The hunter, caught as unaware as I had been, dived over me at the point of explosion, shielding my form with his. After the blast had subsided and the eddies and swirls of the churned-up dust had ceased I opened my eyes to find my huntsman pulling shards of dark glass from his flesh, and the wounds, my god the wounds, they healed within seconds! His clothing now torn I bore witness to his skin, at least what was left of it as it was cracked and pierced with one of the most on set and rancid cases of dark corruption I had ever laid eyes upon!
But it was his eyes Sir Himelbach, it was his eyes that betrayed him as a servant of the night, yellow they were, as bright and burning as the hunters moon, flecked with a heinous smattering of a most putrid purple. It was then that I realised how he had walked through the mess of magic before and how his wounds were healing.
Praise the father, I performed an ablution on the creature then and there, he performed a mockery of a human scream as the holy flame consumed him, taking to his flesh like dry parchment. After rifling through the man’s baggage for other items of corruption I found the mark of Siam’siak, betraying the creatures allegiance.

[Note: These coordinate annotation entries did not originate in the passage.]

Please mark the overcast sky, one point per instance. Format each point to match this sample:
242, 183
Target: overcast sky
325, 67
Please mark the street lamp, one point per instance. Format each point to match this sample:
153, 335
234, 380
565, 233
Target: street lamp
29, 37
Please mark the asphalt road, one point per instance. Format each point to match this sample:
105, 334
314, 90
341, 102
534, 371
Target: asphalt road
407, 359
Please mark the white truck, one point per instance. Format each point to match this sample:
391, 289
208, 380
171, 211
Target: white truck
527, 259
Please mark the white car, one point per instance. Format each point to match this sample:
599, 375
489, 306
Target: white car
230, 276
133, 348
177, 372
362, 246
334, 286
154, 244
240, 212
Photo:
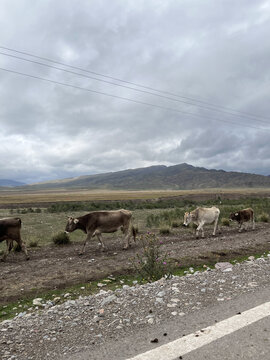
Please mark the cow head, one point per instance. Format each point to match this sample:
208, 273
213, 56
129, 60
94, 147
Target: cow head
187, 218
72, 224
234, 216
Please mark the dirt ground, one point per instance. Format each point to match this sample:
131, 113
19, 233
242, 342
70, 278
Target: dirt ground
58, 267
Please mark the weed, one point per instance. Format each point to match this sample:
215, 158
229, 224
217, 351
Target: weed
151, 264
264, 217
225, 222
61, 238
17, 247
165, 230
33, 243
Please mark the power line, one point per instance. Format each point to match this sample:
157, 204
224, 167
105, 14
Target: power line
127, 99
130, 88
213, 107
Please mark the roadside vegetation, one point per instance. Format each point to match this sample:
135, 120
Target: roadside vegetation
12, 309
41, 225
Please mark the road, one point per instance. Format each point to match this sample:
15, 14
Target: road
251, 341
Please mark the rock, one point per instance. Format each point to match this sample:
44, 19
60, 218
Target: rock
101, 285
224, 266
57, 299
108, 300
37, 302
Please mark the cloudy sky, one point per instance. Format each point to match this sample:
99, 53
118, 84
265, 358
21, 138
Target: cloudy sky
146, 82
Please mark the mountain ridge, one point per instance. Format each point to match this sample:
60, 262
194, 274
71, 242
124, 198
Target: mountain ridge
176, 177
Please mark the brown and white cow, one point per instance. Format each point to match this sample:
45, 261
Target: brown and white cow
242, 216
98, 222
201, 216
10, 230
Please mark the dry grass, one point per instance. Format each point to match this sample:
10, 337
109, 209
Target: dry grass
34, 197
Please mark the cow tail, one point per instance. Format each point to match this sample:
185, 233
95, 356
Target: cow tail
19, 221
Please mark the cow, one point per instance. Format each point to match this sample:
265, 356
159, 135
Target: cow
242, 216
98, 222
10, 230
201, 216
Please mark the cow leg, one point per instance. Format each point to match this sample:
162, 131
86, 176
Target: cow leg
88, 237
100, 241
253, 222
127, 234
200, 227
240, 227
9, 248
215, 227
24, 249
126, 229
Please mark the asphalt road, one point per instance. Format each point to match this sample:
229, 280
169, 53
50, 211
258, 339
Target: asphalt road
249, 342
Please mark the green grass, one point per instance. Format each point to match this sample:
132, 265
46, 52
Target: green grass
40, 227
84, 289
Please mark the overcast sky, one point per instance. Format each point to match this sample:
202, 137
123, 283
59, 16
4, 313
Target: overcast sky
210, 58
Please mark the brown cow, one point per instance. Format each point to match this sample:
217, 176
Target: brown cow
201, 216
242, 216
98, 222
10, 230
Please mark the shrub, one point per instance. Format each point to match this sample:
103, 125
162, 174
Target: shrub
264, 217
151, 265
33, 243
61, 238
225, 222
17, 247
164, 230
175, 224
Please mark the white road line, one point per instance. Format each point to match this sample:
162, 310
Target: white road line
184, 345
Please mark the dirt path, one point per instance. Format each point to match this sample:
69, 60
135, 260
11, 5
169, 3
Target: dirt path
58, 267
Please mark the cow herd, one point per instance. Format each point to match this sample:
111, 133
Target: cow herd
98, 222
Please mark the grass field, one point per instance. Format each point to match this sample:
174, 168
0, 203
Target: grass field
39, 227
62, 195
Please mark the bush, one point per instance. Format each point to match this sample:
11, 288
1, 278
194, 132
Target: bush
264, 217
175, 224
61, 238
33, 243
151, 265
17, 247
225, 222
164, 230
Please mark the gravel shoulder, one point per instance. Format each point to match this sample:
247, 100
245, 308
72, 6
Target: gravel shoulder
54, 267
87, 324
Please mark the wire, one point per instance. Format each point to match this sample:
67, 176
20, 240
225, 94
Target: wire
213, 107
130, 88
126, 99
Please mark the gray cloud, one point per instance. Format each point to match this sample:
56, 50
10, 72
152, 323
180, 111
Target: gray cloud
213, 52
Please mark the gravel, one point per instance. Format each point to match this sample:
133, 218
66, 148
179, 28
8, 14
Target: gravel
60, 330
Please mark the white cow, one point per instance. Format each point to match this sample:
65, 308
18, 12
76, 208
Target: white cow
201, 216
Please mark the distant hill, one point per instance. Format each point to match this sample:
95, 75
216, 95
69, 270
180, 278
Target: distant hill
10, 183
177, 177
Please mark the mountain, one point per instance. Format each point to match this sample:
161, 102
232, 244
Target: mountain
10, 183
177, 177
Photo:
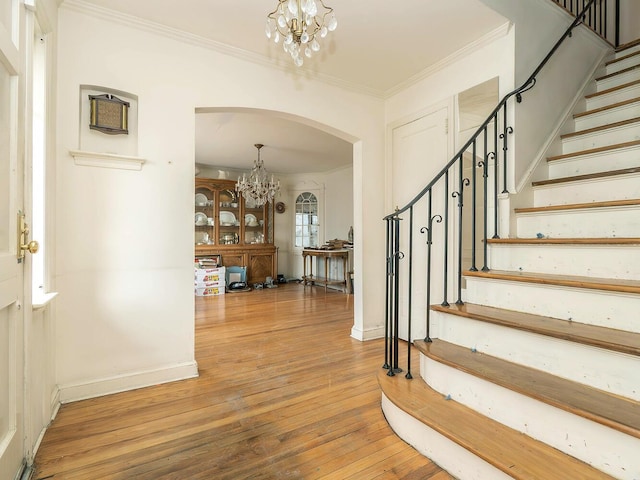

So to answer your previous question my knight, I would say that if you are to come across them in combat then do not even try to attempt physical or magical weaponry against the servants of Siam’siak, they are resistant to both. It is the light of the father my child, only his light that can truly drive away the dark and cast her followers to the void. That is my recommendation. I hope dearly that it was useful for you sir, and I hope also that you can forgive the ramblings I have surely spewed upon this page. I am old and it seems as though time has robbed me both of my conciseness as well as my strength. One more thing, if I was to put a word to the greatest strength of these night counts, it would be their cunning sir. They are crafty beasts, this one in question fooled me for days, passing as a reasonable if not entirely charming individual. I shiver when I think of how close I came to disaster! As I am sure he was doing naught but biding his time to spirit my soul away into the dark embrace of his master. So I warn you sir, never become fooled by these fiends, no matter how convincing they appear!